It makes me weep when I think about how much our Founding Mothers sacrificed so that their children and grandchildren could live in a free country. It is sad to see how little courage or unselfishness exists now among most women in our country. Today’s woman feels cheated if she can’t get her latte on the way to work. Our predecessors often went without water or other basic necessities for days. As strong patriots, they were willing and happy to do this for the greater good of everyone. Made of tough moral fiber, they understood that some things were more important than their personal comfort.

I am so frightened for this current generation. Young women have no idea what it means to sacrifice let alone how to go about it. In this, “I want it now, and I’m not waiting” culture, it would be hard to even explain why deferring gratification might be important. Don’t save up for anything; just put it on your charge card. For the first time in history, there is a negative savings rate among the populace. In times past people always saved something, often as much as ten percent, or for really hard-working folks with foresight, twenty-five percent of their earnings.
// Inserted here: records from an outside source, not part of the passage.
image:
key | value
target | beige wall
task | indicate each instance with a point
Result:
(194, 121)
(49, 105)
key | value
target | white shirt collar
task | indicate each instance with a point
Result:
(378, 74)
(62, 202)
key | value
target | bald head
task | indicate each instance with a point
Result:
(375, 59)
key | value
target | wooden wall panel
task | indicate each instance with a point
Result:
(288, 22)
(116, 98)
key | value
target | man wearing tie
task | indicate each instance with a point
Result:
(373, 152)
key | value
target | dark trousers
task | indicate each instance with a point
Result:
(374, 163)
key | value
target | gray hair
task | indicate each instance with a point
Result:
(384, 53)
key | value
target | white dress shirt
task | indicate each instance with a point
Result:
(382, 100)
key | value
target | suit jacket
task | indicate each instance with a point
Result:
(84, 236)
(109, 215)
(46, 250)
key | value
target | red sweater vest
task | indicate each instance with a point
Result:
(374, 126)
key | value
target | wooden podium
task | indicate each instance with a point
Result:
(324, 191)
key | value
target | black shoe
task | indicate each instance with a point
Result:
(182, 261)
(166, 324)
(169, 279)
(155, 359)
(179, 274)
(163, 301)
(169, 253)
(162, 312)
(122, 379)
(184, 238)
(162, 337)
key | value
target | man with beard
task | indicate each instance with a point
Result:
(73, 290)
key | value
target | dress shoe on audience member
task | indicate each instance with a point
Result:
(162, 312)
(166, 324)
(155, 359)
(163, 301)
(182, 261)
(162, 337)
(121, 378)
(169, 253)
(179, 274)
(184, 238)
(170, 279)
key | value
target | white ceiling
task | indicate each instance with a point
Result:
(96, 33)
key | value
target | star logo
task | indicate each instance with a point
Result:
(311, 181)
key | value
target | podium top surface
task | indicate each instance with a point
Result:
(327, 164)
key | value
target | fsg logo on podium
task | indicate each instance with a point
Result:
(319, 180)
Now there is no thought for the future. If times get tough, our new parent, the government, will take care of us. So, let’s just buy whatever makes us happy. Our girls are taught in the public schools to think of themselves first. All of psychology is bent on the autonomy and aggrandizement of the individual. As they grow older, girls learn that nothing must stand in their way of personal fulfillment. “Get married instead of living with that guy? What! And lose my tax advantage!”  “What do you mean I’m pregnant? I’m in the middle of the biggest rise in my career. I guess I’ll just have to get rid of this little inconvenience!” In a society where women believe that they are the center of the world, it is next to impossible to get them to see that they were created to serve others starting with God.

And so I know that I am asking for a lot when I ask women to consider that our society is going to ruin. Everything that our foremothers worked hard and sacrificed for is just being tossed away. I am asking too much that they consider that they must stop being so selfish and think about the future. Right now, they only need to give up things that were considered luxuries by past generations in order to begin to turn the tide around. Who couldn’t live without mocha latte’s and glue-on fingernails, really? It wouldn’t take much for most women to be able to save fifty or one hundred dollars a month.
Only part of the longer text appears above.